L’URUGUAY, UNA BUONA PRASSI DI RIFERIMENTO MONDIALE
Vogliamo guardare al piano energetico 2005-2030 approvato all’unanimità dal Parlamento uruguaiano come un punto di riferimento mondiale su come la difesa dell’ambiente e le esigenze della società contemporanea siano pienamente compatibili. Nel 2016 in appena dieci anni l’Uruguay – 176.220 chilometri quadrati e circa tre milioni e mezzo di abitanti – ha raggiunto il 100% di produzione di energia da fonti rinnovabili.
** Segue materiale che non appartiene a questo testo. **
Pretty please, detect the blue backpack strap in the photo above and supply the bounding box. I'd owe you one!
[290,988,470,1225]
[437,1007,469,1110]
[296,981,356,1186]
L’ex Presidente Pepe Mujica ha spiegato che le centrali eoliche in tutto il paese hanno permesso di abbassare i costi di produzione energetica di oltre 200 milioni di dollari all’anno e di ridurre le emissioni di gas a effetto serra dell’88%.
Un altro risparmio importante è stato quello delle risorse idriche. L’energia eolica ha sostituito quella idroelettrica permettendo alle dighe di trattenere l’acqua più a lungo, riducendo i periodi siccitosi fino al 70%. Si tratta di un’accelerazione incredibile se pensiamo che solo vent’anni fa il petrolio rappresentava quasi il 30% delle importazioni dell’Uruguay e grandi che quantità enormi di elettricità venivano importate dall’Argentina. Adesso invece è quest’ultima ad acquistarla dall’Uruguay.
Tempo fa inoltre, il Governo Mujica ha permesso la collaborazione tra il settore pubblico e quello privato. Le aziende private hanno realizzato le centrali eoliche con l’obbligo di vendere l’energia allo Stato a un prezzo basso ma fisso. In questo modo lo Stato ha la garanzia di avere sempre disponibilità di energia e i privati hanno la garanzia di avere un’entrata sicura pagata ad un prezzo equo e fisso.
PRODUCIAMO ENERGIA NELL’INTERESSE DELLA COLLETTIVITÀ
Un piano energetico che aveva come obiettivo quello di produrre energia nell’interesse della collettività, che è stato pensato e scritto in maniera condivisa e trasparente e che, di conseguenza, è stato votato all’unanimità. Un reale antidoto alla speculazione e al saccheggio dei beni collettivi.
Solo chi ha preso coscienza di queste dinamiche, come il mondo dell’autodeterminazione, quello indipendentista e i comitati spontanei, può bloccare questo attacco feroce alla nostra terra. Già molte sono le servitù che la Sardegna e il suo territorio sono costretti a sopportare e non è giusto che continui ad essere terra di conquista per capitali senza scrupolo e senza programmazione. Tanto meno è giusto che la Sardegna diventi la centrale elettrica dell’Italia. Affermare dal basso un forte segnale di dignità e di equità è possibile.